I took a deep breath, sneaked a look at Eric (still sleeping like a baby) and ripped it open thinking of ripping off a band-aid. Inside the pocket were two things: an envelope, and a black velvet box. I let down my shields to be aware of any inkling of Eric's mind. Of course any girl would open the box first. This is what we fantasized about. I closed my eyes, and opened it. With one eye still shot I peeked through my lashes to see it. There it was: a silver (white gold?) ring with a huge square diamond with two medium sized yellow topaz stones hugging it's sides, and two slightly smaller pink diamonds touching them. It was unbelievable, both in beauty and my estimated price. Considering I always underestimated things of great value, I doubled the numbers in my mind.
Marrying Eric? Was that a possibility? How long has he had this? And why is he carrying it around with him in New Orleans? I let myself relax and soak in the idea of a perfect relationship with my vampire, my bonded. Maybe this wasn't such a fairytale? This ring was definitely proof of Eric not fearing commitment. I tucked the box back into the briefcase compartment, then took it back out, looked at it one more time, and then put it back before he could catch me. Remembering the envelope, I picked it up from where I had thrown it carelessly on the desk in my eagerness.
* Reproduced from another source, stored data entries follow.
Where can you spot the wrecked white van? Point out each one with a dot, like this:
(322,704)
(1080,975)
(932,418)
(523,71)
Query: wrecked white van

On one side of the envelope were two signatures over the sealed closure, Pam and Eric's. I flipped it over and on the neat, clean white paper were the words, "The Last Will and Testament of Eric Northman, In The Event Of My Final Death." My mind couldn't catch up with my heart, a sudden lurch after beating so quickly after the discovery of the ring. I settled my breathing, and couldn't let go of this overwhelming emotion of loss. Was he expecting his death? Was he doing something dangerous that I hadn't been told about? That I hadn't even sensed through the bond or his mind?
I freaked. I stuffed the envelope into the pocket, slammed the zipper closed catching the white envelope in the metal teeth. I couldn't worry about that at the moment. I needed to get out. I didn't have the time to look for shoes, a purse, a sweater, I needed to get out, so I did what I've practiced so well, I left.